Review: Beaded Lace Knitting

I’ve been send a new book, Beaded Lace Knitting by Anniken Allis to review. (The book is also available in Amazon in the US and UK). Anniken is one of the most prolific (she had nearly 400 patterns!) current designers out there, originally from Norway she now lives in the UK. While Anniken has a wide ranging design style she is best know for her lace knitting especially her shawls. So it does seem fitting that her first book is on lace knitting.

Digging into the book the first part that struck me was the clear and very extensive technique section. Its all illustrated with photos and it contains several cast-ons and bind offs including Provisional Cast-On, Invisible Cast-On, multiple circular cast-ons, Russian Bind-Off and sewn Bind-Off. Basically if you want to improve your lace knitting skills there should be enough in the book to give you a good boost.

In addition to this each of the projects has a skill rating, with the skill level moving from 1 to 3 through the book. These move from basic lace and beads through to more complex all-over lace with extensive beading. Remember as well though that beads are always optional so most of the knitting in the book can probably be done with or without beads.

Now a quick look at the projects. There are 25 projects in total, ranging from lace shawl and lace garments through to lace accessories. Projects in the book have both charted and written instructions so it’s accessible to a wider audience.

I’ve run through the book picking my favourites from each of the levels, although when I did this I realised that often my choices are determined by colour as much as pattern!

From level 1 I love Alexia. A shallow triangular shawl it’s designed to be easily modified for different yarn amounts. It’s worked in 2 halves so all you need to do is weigh  your yarn before you start and then work half to the widest point and the other half to the end.

Alexia

From Level 2, Helena I think is just beautiful. Worked from the centre out, I love the swirling central lace motif. The edge is finished with a knitted on beaded edging. It would take a while but I think it’s pretty enough to justify the hours worked on it :-)

Finally for level 3; Josephine. This pattern is a delicate crescent shaped shawl worked from the bottom up. It’s got lace worked on both the right and wrong side row along the bottom as well as beading. The body of the shawl uses decreases and short rows to create the crescent shape.

Josephine

Now for the giveaway! Post your favourite project in the comments below and I’ll pick a winner next Sunday (28th June) to send a copy of the book to. I’m afraid that the publisher will only send to the US though, so only US postal address :-(

37 thoughts on “Review: Beaded Lace Knitting

  1. So many beautiful projects to choose from! My favorite, though, is Helena – simply gorgeous!

  2. Aah, you had me at “beaded!” Looks like a delicious book. If I needed a gift, the first thing I’d knit would be “Eden,” but the first item I’d knit for me would be “Janey.” So many beautiful things.

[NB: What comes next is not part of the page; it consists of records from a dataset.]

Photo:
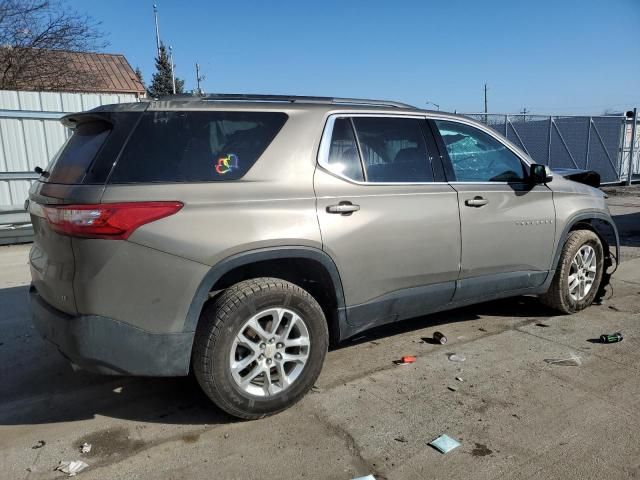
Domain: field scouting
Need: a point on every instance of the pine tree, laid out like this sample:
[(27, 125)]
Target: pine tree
[(161, 83)]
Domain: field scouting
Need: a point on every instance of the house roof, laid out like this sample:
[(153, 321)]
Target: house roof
[(93, 72)]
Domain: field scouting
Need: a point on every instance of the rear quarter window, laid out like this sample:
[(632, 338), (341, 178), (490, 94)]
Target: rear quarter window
[(196, 146), (75, 157)]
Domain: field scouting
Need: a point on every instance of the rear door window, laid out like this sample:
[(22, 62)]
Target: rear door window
[(393, 149), (196, 146)]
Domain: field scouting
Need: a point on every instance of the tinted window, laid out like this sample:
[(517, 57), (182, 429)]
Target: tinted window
[(343, 152), (75, 157), (196, 146), (393, 149), (477, 156)]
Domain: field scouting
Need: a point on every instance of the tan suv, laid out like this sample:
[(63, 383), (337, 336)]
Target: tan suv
[(238, 235)]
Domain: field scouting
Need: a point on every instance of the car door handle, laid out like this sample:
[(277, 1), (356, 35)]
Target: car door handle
[(343, 208), (476, 202)]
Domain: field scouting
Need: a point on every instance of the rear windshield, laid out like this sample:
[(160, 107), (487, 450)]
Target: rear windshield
[(196, 146), (75, 157)]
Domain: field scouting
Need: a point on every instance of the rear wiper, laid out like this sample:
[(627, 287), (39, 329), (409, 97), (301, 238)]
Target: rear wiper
[(42, 172)]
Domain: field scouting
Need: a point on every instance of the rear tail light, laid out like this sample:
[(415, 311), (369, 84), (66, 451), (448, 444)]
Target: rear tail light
[(115, 221)]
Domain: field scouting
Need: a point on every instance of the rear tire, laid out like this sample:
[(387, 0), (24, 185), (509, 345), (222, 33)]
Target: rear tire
[(259, 347), (575, 284)]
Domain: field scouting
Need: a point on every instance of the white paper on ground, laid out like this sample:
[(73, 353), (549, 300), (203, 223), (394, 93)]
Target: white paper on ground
[(72, 468)]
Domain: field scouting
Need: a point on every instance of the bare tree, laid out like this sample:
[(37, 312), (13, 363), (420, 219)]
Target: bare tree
[(38, 42)]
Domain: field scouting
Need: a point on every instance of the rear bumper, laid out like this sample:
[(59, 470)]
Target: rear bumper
[(107, 346)]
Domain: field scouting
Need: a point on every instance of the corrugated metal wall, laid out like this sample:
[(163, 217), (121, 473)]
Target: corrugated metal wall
[(31, 141), (30, 135)]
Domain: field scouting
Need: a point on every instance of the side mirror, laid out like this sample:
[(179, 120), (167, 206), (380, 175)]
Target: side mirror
[(539, 174)]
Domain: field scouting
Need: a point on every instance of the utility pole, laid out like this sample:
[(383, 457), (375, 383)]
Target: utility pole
[(199, 78), (173, 73), (485, 103), (633, 144), (155, 15)]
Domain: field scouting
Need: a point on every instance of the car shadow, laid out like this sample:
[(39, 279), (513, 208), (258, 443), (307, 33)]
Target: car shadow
[(40, 387), (514, 307)]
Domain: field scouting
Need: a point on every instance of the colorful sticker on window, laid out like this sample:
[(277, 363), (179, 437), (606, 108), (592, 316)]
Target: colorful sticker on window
[(227, 164)]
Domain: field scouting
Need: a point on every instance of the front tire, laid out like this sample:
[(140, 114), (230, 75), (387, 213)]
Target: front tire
[(577, 279), (259, 347)]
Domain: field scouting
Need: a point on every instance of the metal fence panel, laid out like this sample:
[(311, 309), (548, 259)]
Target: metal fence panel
[(593, 143)]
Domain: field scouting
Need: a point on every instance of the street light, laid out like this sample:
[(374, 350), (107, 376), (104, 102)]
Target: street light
[(434, 104)]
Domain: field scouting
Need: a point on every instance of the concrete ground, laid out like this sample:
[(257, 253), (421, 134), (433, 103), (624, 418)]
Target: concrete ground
[(516, 413)]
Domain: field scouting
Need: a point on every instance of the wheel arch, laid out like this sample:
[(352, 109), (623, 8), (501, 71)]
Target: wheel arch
[(598, 222), (286, 263)]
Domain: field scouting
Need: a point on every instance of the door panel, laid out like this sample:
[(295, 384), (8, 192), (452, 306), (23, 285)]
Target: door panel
[(507, 223), (402, 236), (512, 232)]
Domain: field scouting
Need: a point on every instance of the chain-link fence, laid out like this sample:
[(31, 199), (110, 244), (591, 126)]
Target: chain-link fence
[(592, 143)]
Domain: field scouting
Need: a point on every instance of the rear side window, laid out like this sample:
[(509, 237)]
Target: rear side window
[(343, 152), (196, 146), (77, 155), (393, 149)]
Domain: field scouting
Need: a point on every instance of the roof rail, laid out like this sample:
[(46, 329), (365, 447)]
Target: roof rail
[(246, 97)]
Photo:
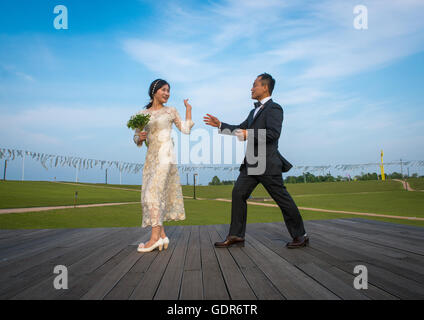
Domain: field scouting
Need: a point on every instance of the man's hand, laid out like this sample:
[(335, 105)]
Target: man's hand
[(241, 134), (187, 105), (211, 120)]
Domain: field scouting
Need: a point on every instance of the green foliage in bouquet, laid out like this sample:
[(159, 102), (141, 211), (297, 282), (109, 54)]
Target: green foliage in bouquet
[(139, 121)]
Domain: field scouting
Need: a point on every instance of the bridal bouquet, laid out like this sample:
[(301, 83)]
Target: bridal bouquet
[(138, 121)]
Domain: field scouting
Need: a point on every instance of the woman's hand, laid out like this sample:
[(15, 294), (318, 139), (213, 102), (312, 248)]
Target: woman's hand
[(211, 120), (188, 106)]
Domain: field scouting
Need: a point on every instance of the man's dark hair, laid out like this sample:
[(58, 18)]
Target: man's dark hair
[(268, 80)]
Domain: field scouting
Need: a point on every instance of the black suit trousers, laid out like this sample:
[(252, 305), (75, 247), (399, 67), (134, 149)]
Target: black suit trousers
[(244, 187)]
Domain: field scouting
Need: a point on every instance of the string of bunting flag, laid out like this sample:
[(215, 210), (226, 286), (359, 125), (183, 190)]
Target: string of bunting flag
[(51, 160)]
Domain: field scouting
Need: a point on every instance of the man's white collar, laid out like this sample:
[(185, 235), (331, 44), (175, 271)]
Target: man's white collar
[(264, 100)]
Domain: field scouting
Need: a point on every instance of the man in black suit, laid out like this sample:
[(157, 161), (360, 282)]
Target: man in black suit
[(261, 129)]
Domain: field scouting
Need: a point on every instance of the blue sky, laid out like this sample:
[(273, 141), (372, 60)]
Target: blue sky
[(346, 93)]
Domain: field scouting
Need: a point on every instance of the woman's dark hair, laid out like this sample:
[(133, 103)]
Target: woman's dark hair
[(154, 87), (268, 80)]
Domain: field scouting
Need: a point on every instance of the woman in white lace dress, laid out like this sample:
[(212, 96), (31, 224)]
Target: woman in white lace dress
[(161, 194)]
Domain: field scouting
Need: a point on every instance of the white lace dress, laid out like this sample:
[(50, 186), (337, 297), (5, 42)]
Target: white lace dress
[(161, 194)]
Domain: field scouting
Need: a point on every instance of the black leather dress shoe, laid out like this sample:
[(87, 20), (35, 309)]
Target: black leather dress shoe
[(298, 242), (230, 241)]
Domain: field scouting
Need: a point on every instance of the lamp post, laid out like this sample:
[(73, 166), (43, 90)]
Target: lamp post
[(194, 184)]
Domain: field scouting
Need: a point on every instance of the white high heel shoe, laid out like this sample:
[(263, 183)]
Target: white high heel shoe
[(165, 242), (157, 244)]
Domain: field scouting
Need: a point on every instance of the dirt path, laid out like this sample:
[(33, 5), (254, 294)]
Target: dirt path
[(405, 185), (37, 209)]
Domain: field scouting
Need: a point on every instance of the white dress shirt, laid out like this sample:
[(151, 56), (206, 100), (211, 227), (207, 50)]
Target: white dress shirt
[(263, 101)]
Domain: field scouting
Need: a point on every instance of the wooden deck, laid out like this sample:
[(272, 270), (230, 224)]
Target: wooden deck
[(104, 264)]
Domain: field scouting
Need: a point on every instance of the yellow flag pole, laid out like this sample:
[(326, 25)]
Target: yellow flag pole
[(383, 177)]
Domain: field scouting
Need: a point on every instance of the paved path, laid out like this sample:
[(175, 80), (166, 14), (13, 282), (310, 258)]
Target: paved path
[(36, 209)]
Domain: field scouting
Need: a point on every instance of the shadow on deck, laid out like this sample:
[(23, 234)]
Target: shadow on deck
[(103, 263)]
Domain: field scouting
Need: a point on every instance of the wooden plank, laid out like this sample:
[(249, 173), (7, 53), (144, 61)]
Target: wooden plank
[(78, 263), (192, 284), (260, 284), (325, 262), (102, 287), (365, 251), (380, 239), (331, 282), (213, 282), (394, 284), (237, 285), (387, 225), (126, 285), (44, 253), (38, 272), (317, 269), (28, 244), (169, 287), (395, 230), (8, 236), (146, 288), (98, 265)]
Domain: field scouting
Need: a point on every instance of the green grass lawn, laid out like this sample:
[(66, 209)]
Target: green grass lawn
[(224, 191), (18, 194), (416, 183)]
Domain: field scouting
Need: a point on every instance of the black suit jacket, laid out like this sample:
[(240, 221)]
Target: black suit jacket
[(270, 117)]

  3. What gorgeous patterns…easily able to put 23 in my “to do” pile. I think the one that I would start with is Leah….

  4. Hard to pick a favorite – Josephine and Janey top my list today.

    Thanks for the opportunity!

  5. Alexia is my favorite! Love the idea of knitting half-way through the yarn and then finishing up with what is left…..:-)

  6. Drape-front vests are my absolute favorite accessory, so Chantelle is definitely my pick.

  7. I love the variety of lace projects in the book. The various levels of difficulty is definitely a plus.

    I love the large circular shawl, cowls and the buttoned shawl. This book will regenerate my love of lace knitting.

  8. I love Adelaide, tho the lovely purple the sample was knit in may by unduly influencing my choice.

  9. I can narrow my favorites down to Josephine and Lucinda. Thanks for sharing another beautiful knitting book.

  10. Oooooh… hard to pick a favorite, but I’ m leaning towards Macy. Eden and Josaphine are very close… Thanks for introducing me to this book and to Anniken!